FAke news e propaganda são certamente problemas, como eram nos dias de Mill, mas os problemas que eles levantam são mais sérios do que a falsidade de suas reivindicações. Afinal de contas, eles não são únicos em dizer coisas falsas, como as últimas correções de jornais lhe dirão. Mais importante, envolvem os maus atores: pessoas e organizações que intencionalmente transmitem falsas visões como a verdade e ocultam sua natureza e motivos. (Pense em fazendas de trolls russas.) Qualquer um que saiba que está lidando com atores ruins - pessoas que tentam enganar - ignora-os, e justificadamente. Não vale a pena o seu tempo para considerar a alegação de alguém que você conhece está tentando enganá-lo.
Não há nada em Mill que exija que nos envolvamos com toda e qualquer visão falsa. Afinal, há muitos por aí e as pessoas precisam ser seletivas. A transparência é fundamental, ajudando as pessoas a saber com quem ou o que estão lidando. A transparência ajuda a filtrar o ruído e promove a responsabilização, de modo que os maus atores - aqueles que escondem sua identidade com o propósito de enganar os outros - são eliminados.
Os críticos de Mill não conseguem ver a verdade que está misturada com as falsas visões que eles desejam restringir, e isso torna essas visões convincentes. A RT, por exemplo, cobriu muitas questões, como a crise financeira dos EUA, a desigualdade econômica e o imperialismo, com mais precisão do que os canais de notícias tradicionais. RT também inclui fontes informadas que são ignoradas por outras saídas. O canal pode ser tendencioso para humilhar os EUA e fomentar a divisão, mas muitas vezes persegue essa agenda falando verdades que não são cobertas pela grande mídia dos EUA. Observadores de notícias bem informados sabem ver o RT e todas as fontes de notícias com ceticismo, e não há razão para não estender o mesmo respeito a todo o público, a menos que você presuma que é melhor julgar o que acreditar do que seus concidadãos.

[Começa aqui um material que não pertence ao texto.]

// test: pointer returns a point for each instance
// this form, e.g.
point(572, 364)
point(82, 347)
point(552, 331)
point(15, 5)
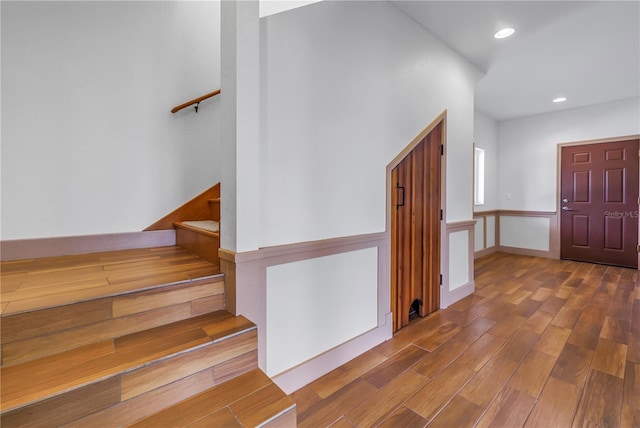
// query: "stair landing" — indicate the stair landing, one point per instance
point(34, 284)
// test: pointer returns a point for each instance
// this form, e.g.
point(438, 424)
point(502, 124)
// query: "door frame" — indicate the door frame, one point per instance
point(444, 245)
point(557, 233)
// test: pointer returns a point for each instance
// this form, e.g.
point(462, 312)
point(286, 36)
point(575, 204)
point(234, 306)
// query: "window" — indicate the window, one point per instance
point(478, 176)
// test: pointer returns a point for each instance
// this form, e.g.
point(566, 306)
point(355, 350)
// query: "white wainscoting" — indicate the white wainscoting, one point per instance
point(531, 233)
point(458, 282)
point(318, 304)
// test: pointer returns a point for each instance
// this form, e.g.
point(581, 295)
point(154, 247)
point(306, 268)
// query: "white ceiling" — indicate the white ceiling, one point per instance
point(588, 51)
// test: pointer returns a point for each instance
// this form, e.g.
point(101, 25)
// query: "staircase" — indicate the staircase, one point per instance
point(129, 338)
point(197, 224)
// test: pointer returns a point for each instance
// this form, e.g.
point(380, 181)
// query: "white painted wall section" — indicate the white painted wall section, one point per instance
point(346, 86)
point(317, 304)
point(525, 232)
point(491, 231)
point(528, 149)
point(458, 264)
point(485, 136)
point(478, 234)
point(89, 145)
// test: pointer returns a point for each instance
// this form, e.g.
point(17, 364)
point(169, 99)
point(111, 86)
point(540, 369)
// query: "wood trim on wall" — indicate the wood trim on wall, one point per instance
point(482, 216)
point(554, 249)
point(85, 244)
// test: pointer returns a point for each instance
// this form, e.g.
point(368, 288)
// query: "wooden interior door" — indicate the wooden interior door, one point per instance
point(599, 209)
point(415, 230)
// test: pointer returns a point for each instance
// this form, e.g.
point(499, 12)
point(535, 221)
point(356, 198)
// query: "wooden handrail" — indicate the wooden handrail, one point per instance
point(195, 101)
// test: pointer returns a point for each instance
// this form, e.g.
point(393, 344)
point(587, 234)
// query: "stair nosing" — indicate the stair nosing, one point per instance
point(115, 294)
point(274, 417)
point(5, 409)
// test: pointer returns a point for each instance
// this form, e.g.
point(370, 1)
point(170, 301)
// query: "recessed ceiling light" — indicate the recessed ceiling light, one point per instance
point(505, 32)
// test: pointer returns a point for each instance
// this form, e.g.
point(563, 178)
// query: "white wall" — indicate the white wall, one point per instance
point(528, 156)
point(346, 86)
point(88, 143)
point(528, 149)
point(317, 304)
point(485, 136)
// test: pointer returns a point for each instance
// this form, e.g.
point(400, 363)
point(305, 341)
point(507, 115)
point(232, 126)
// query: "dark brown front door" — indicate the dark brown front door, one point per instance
point(599, 203)
point(415, 226)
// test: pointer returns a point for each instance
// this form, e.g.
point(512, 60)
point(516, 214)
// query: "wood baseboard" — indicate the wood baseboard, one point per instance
point(69, 245)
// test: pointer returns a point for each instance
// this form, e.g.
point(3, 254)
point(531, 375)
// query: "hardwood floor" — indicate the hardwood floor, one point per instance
point(541, 343)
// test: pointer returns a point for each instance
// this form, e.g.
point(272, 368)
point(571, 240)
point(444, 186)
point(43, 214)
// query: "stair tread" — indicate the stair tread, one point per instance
point(29, 285)
point(47, 377)
point(250, 399)
point(205, 227)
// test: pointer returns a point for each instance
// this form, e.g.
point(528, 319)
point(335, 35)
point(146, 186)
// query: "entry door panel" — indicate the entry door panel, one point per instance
point(599, 203)
point(415, 225)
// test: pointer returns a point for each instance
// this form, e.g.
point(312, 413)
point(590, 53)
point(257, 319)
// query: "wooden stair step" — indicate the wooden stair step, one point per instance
point(33, 284)
point(207, 227)
point(249, 400)
point(127, 368)
point(199, 238)
point(36, 334)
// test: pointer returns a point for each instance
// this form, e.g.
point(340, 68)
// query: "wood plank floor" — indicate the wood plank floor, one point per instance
point(27, 285)
point(541, 343)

Mill corretamente pensou que o caso típico não era um dos modos de exibição que são falsos, mas exibições que têm uma mistura de verdadeiro e falso. Seria muito mais eficaz tentar engajar-se com a verdade em pontos de vista que desprezamos do que tentar bani-los por sua suposta falsidade. O psicólogo canadense e sensação do YouTube Jordan Peterson, por exemplo, diz coisas que são falsas, misóginas e iliberais, mas uma possível razão para seus seguidores é que ele reconhece e fala de um déficit de significado e valores na vida de muitos jovens. Aqui, a abordagem correta é separar o verdadeiro e convincente do falso e do tóxico, por meio de considerações ponderadas. Desta forma, seguindo o caminho de Mill, apresenta uma melhor chance de conquistar aqueles que estão perdidos em visões que desprezamos. Também nos ajuda a melhorar nosso próprio entendimento, como Mill sabiamente sugere.
Sobre o autor
David V Johnson é editor adjunto na Revisão da inovação social de Stanford. Anteriormente, ele foi editor de opinião sênior na Al Jazeera America, e também escreveu para O New York Times e Hoje EUA, entre muitas publicações. Ele mora em Berkeley.
Este artigo foi publicado originalmente em Eternidade e foi republicado sob Creative Commons.